The only thing that I can figure out is that he must have seen something that he didn't like when he was picking up the reworked head and asked for the seat to be replaced.

At this point "hickup" is a good description because I don't see it causing a significant delay if any.

Back to yesterday, I fitted the starboard netting in about an hour less that the port side had taken. During the work Bob paid another visit and we continued bouncing ideas off each other. We talked about the staysail problem and he said that it should be a "storm jib" of about 100 square feet. [5% of the (I measurement squared)] This morning I looked at the measurements of my staysail and computed an area of 312 square feet. No wonder I was overpowered in 45 knot winds! My staysail is marked "No 3" so we figure that it was Pachuca's number 3 sail before a roller furler was fitted. In Gavin Abbott's handover notes of over 10 years ago he noted that that staysail worked beautifully with "30 knots over the deck". I believe him and now realize that 30 knots does not mean 45 knots. So now I am very, very interested in procuring a proper staysail that I can carry in gales and use to heave to from gales up to storms. If I get enough advance warning of an advancing storm to make preparations I reckon that the storm trysail with the storm jib hanked on the inner forestay would be a great heave-to sail plan, with hanging from the 18-ft parachute off the bow the last resort.

But the help hasn't been all one way. Bob thought about my remark that I have an unfortunate tendency to accept things as they are and applied it to his boat, looking at his jib halyard setup with fresh eyes and coming up with some improvements that pleased him very much. He then said that he still had one problem of transferring the tensioned halyard from the winch to a cleat in order free up the winch and I suggested using another rope attached with a rolling hitch ahead of the winch, which is the technique that he had suggested that I use for removing tight crossovers on my winches. That was the solution and he told me that it was a case of the student teaching the master.

At 4.30 I was finished with the netting job and was hot, tired, sweaty, and hungry. It was time to reward myself. I went ashore and had my first real shower and shave in about 5 days. I hadn't even had a cockpit bath for 2 days. There is nothing like boating to make one appreciate the simple things of life. I then went to the Dock cafe and had a cold Corona beer then ordered a second beer and my first restaurant meal since Arnold departed: a Combinacion Mexicana.

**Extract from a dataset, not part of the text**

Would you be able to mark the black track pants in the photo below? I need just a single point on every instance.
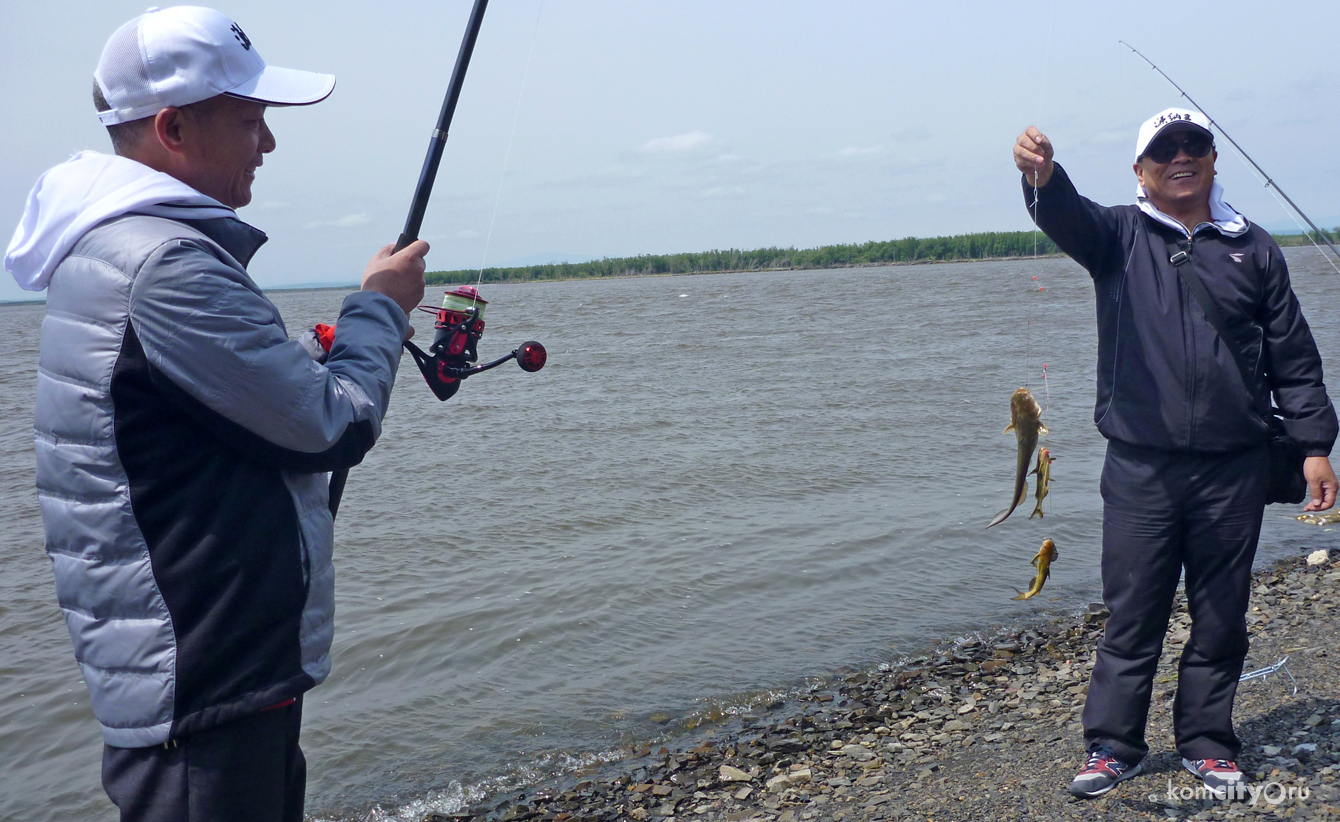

My project for today is to set up lines to reef the luff (front edge) of the mainsail from the cockpit. This was an idea given to me by Nancy Earley in Port Townsend. Bob showed me how I could do it by tying off unused spinnaker down haul and halyard lines and utilizing their paths to take a line from each reefing ring on the sail, through a turning block at the base of the mast, through the line organizer and through the clutch cleat next to the companionway. That way I don't have to estimate how much of the main halyard to let out, then run to the mast and put the ring on the goose neck. I've had instances where I didn't let out enough halyard and had to return to the cockpit to let out more, or let out too much and the ring came loose before I could tighten the halyard. All of this back and forth motion to the mast has its own risks and dangers and should be minimized. According to Nancy, I should be able to mark each of the two new luff reefing lines so that I know when to jam cleat off the line before I tighten up the halyard again. No guesswork and no leaving the cockpit.

I may not be able to complete that job because I am not game to raise the mainsail in the strengthening wind. In fact we are expecting 20-knot winds in the next few days which will curtail my activities both on the boat and ashore, since a ride to the shore in 20-knot winds is quite wet.

One of the reasons for going ashore so early was to check out some movie DVD's from the Club Cruceros. I got three movies of the usual thriller/adventure/escapism genre.